The recent resignation of USAC CEO Chris Henderson drew a swift and searing response from FCC Commissioner Michael O’Rielly, and we doubt that the Commissioner would have been so openly negative without the blessing of his Chairman, Ajit Pai. The industry should look for a major overhaul of USAC, sooner rather than later.
In his official statement, O’Rielly called the resignation of Henderson an opportunity for USAC “to clean up its act.” He criticized its management as “not sufficiently accountable to the Commission,” and blasted it for “not meeting the needs of its…stakeholders or the public, who pay fees to support” its operations.
O’Reilly continued by saying that without major improvements, “all options should be on the table,” including the possibility of contracting out USAC’s functions, which he pointed out has been “done in other circumstances.” ICORE agrees that USAC has had serious problems, particularly with implementation of its online E-Rate Productivity Center.
Putting USAC’s services out for bid to private entities should be done very carefully, however, to avoid conflicts of interest.

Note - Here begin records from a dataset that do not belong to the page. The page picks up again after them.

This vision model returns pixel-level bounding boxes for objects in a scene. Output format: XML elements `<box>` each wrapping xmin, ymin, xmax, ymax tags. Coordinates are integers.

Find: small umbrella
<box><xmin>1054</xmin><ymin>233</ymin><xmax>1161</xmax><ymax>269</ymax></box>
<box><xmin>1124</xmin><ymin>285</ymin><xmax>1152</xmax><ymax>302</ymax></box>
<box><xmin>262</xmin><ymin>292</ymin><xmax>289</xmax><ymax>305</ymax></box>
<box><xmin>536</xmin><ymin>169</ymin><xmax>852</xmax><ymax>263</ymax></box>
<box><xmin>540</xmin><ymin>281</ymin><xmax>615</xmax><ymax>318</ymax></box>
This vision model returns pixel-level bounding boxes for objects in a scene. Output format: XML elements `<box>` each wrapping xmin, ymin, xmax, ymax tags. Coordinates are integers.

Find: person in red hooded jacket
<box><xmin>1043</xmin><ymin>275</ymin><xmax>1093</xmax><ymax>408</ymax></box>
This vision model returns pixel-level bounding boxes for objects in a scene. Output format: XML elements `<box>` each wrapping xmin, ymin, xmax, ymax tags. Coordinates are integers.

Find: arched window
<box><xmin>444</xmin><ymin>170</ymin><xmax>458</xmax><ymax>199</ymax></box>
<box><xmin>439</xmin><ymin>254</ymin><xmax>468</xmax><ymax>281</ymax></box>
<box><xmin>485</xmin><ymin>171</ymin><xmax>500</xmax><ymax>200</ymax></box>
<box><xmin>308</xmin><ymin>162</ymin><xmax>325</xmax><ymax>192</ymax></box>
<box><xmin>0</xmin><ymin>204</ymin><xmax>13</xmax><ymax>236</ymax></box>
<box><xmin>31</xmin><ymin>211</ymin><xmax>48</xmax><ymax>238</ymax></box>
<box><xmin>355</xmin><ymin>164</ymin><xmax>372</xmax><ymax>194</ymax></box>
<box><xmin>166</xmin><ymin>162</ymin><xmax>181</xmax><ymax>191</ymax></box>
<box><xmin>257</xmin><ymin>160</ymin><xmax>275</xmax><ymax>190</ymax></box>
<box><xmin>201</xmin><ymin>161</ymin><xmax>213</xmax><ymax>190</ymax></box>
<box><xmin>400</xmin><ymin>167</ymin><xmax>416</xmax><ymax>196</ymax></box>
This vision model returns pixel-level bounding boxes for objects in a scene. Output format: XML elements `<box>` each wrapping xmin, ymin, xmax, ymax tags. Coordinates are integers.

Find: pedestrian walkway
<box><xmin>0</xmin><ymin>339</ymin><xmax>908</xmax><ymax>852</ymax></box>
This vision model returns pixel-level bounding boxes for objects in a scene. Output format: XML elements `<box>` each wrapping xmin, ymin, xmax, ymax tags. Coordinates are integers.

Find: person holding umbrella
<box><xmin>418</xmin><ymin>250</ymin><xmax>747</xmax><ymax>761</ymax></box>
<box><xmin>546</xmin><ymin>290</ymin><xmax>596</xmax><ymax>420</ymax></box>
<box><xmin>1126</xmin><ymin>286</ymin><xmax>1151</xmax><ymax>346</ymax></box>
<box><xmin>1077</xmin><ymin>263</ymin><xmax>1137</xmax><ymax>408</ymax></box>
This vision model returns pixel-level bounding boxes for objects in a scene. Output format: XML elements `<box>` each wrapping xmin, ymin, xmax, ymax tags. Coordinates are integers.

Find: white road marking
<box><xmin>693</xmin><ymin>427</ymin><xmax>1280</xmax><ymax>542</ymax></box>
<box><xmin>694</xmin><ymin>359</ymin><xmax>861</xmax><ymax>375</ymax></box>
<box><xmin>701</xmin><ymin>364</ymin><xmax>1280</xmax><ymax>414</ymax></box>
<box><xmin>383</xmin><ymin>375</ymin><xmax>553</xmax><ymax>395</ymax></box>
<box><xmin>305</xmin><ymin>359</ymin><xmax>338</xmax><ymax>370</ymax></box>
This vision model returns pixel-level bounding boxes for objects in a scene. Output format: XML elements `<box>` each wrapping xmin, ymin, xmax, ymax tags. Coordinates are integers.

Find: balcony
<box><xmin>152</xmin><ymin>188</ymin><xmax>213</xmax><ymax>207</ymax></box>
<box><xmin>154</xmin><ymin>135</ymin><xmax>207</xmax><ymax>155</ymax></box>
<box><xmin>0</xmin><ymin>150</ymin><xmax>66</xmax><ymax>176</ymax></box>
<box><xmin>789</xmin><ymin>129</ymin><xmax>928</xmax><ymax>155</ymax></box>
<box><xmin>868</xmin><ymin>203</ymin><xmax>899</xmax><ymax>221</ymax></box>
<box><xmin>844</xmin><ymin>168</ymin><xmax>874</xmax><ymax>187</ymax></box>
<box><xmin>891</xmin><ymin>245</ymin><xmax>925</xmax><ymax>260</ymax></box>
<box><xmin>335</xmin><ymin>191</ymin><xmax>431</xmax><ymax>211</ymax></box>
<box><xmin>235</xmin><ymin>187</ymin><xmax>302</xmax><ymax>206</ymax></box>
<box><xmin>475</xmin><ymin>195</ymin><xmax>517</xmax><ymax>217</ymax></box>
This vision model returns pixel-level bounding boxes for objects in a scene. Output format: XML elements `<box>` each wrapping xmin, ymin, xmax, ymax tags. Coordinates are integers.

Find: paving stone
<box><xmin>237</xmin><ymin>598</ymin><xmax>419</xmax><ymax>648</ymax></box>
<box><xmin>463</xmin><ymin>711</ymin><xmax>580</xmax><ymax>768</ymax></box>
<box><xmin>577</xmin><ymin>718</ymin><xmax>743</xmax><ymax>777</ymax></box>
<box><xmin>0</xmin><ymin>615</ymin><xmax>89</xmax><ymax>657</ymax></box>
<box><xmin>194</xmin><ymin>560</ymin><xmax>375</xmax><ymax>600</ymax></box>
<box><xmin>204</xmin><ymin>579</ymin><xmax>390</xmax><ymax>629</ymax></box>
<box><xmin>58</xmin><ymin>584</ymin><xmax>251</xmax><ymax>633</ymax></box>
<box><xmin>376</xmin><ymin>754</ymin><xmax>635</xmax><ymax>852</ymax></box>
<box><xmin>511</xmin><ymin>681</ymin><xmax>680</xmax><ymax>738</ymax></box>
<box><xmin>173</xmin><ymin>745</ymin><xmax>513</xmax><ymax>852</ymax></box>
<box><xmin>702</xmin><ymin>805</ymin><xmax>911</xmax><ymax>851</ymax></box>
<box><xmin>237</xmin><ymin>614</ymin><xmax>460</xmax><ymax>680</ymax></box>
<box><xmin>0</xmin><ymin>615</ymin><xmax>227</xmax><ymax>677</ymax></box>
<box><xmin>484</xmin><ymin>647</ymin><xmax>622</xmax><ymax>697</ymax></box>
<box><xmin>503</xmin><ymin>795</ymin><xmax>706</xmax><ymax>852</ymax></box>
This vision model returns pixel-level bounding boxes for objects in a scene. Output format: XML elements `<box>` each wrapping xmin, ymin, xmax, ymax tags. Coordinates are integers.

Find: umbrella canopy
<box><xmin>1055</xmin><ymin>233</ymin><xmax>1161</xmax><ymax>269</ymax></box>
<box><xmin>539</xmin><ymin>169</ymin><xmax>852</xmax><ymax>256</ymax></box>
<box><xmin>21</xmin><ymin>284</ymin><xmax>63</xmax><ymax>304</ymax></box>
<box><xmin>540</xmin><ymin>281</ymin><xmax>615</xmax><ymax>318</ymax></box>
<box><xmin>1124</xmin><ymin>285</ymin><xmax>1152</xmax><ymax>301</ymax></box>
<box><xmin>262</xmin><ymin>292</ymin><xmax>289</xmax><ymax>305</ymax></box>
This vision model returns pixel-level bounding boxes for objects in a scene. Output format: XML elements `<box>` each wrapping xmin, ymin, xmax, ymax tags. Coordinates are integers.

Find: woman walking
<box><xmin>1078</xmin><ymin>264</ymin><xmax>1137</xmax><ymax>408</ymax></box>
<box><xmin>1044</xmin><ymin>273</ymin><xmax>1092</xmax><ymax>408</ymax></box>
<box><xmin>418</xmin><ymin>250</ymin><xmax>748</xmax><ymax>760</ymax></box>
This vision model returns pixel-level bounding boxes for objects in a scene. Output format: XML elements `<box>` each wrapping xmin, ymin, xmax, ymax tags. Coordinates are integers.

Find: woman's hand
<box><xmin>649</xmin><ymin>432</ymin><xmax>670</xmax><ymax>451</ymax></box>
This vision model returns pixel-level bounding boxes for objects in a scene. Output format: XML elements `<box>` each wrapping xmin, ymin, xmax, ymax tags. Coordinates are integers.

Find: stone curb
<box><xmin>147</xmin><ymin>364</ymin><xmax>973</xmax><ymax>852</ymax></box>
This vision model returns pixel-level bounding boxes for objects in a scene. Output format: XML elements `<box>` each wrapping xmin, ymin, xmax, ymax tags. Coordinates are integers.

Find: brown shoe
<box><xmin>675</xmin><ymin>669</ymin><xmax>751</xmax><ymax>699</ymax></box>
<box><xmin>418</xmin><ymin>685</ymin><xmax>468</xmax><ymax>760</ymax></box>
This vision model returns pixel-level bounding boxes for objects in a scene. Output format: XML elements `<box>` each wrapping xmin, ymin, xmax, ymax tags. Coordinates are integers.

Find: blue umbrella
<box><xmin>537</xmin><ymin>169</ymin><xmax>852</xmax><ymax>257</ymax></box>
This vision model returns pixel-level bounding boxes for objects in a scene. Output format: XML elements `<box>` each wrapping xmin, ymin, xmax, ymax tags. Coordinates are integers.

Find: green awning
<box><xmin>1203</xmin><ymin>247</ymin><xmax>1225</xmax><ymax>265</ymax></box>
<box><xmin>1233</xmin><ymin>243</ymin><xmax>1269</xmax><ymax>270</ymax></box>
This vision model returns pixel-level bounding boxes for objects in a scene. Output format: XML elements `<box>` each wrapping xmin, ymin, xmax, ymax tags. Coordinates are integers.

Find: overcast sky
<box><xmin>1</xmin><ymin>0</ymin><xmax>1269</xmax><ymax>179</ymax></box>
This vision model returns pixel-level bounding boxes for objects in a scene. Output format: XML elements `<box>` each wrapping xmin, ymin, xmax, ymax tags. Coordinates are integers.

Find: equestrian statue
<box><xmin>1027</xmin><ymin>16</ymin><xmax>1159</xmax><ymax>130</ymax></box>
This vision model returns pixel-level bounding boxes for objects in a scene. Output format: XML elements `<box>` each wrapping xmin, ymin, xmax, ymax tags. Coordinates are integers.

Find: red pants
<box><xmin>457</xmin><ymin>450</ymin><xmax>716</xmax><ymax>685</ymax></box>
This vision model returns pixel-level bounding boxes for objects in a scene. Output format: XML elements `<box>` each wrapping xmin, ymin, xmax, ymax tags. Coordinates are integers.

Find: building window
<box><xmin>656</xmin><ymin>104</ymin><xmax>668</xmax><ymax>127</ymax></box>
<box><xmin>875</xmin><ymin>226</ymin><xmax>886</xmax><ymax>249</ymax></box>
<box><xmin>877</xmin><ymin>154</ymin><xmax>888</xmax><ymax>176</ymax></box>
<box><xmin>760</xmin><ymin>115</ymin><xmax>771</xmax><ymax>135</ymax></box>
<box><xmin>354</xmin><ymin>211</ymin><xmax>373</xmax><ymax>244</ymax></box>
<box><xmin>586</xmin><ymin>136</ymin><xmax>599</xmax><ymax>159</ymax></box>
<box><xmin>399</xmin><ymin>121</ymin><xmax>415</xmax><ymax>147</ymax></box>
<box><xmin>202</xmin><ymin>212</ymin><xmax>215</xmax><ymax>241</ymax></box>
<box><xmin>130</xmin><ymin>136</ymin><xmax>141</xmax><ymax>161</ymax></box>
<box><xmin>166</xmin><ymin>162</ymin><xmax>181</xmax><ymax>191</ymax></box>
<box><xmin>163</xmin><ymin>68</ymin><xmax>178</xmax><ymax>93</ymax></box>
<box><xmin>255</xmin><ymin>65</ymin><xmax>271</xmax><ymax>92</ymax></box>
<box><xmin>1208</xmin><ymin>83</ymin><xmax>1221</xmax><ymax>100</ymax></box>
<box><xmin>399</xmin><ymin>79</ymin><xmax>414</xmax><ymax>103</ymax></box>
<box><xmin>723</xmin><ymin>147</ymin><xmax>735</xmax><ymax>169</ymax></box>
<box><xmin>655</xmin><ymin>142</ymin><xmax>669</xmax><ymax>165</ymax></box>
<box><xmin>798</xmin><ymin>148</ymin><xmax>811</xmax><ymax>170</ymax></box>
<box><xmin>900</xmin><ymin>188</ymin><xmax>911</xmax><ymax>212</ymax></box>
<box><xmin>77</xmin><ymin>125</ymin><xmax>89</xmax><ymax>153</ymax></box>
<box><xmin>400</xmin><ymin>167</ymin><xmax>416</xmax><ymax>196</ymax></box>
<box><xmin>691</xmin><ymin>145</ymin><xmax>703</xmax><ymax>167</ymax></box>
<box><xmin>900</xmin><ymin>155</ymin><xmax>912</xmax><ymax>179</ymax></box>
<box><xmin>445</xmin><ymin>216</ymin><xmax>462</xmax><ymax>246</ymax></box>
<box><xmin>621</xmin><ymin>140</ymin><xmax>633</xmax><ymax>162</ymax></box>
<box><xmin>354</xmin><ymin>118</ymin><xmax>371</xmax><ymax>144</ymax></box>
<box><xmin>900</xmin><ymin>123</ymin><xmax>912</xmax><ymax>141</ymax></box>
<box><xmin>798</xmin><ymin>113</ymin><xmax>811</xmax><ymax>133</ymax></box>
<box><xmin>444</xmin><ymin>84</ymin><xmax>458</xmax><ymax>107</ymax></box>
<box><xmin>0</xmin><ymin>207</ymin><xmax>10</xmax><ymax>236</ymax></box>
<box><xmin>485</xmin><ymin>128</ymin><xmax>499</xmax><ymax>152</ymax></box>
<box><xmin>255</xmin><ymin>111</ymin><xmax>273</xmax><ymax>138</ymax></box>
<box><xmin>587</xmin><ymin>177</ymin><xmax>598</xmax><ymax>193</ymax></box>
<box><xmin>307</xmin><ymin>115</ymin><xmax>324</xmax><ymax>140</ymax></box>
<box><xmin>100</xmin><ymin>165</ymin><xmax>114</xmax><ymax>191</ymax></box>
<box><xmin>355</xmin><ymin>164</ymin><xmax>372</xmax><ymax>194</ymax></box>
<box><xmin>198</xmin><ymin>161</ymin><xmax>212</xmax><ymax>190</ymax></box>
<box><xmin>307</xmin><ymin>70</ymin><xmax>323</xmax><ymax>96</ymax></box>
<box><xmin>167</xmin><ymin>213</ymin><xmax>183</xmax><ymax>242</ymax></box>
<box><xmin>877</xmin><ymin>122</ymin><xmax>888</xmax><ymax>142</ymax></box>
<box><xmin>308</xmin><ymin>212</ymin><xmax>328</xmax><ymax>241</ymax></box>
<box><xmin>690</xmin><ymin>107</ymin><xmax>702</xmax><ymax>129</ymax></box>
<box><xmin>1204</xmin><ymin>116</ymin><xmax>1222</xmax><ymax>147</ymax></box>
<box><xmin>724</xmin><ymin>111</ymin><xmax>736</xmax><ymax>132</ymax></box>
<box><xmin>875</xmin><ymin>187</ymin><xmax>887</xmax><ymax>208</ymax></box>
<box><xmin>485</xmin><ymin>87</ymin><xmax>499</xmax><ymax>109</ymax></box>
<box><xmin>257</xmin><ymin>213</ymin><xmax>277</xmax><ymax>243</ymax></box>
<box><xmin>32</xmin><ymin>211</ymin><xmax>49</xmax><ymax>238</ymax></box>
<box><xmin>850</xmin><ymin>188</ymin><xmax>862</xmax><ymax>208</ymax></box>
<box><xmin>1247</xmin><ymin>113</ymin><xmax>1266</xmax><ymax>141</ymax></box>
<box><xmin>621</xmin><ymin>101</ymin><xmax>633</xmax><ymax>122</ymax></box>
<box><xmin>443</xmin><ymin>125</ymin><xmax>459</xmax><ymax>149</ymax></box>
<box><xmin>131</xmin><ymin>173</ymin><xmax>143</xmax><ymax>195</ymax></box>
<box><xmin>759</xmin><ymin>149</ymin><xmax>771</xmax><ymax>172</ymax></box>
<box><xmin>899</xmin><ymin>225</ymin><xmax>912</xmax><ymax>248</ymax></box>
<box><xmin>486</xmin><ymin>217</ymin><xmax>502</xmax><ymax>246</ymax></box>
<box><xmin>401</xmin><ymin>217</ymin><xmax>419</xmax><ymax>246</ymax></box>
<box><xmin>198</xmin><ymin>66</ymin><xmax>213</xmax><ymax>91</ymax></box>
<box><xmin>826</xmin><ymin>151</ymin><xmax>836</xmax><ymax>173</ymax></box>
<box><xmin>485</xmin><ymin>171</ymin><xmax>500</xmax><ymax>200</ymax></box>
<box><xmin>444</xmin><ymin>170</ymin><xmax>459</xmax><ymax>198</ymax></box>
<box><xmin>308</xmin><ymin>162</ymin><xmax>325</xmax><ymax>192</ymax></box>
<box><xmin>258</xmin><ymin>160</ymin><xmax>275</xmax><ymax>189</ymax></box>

A cost study auditor contracted by USAC, for instance, also performs cost studies in competition with ICORE and other consultants. USAC’s auditor is privy to very sensitive individual company information, including what every audited company pays its consultant for its study.
USAC’s contractor cries in righteous indignation that such information would never be shared between its audit group and its competitive cost study group. It claims Its code of ethics prevents the right hand from ever knowing what the left hand is doing.
ICORE and other cost consultants, however, have mysteriously lost – perhaps by some slight of hand — many cost studies to the competitive wing of USAC’s contract auditor. Contracting USF administration to a competitive entity could lead to similar abuses.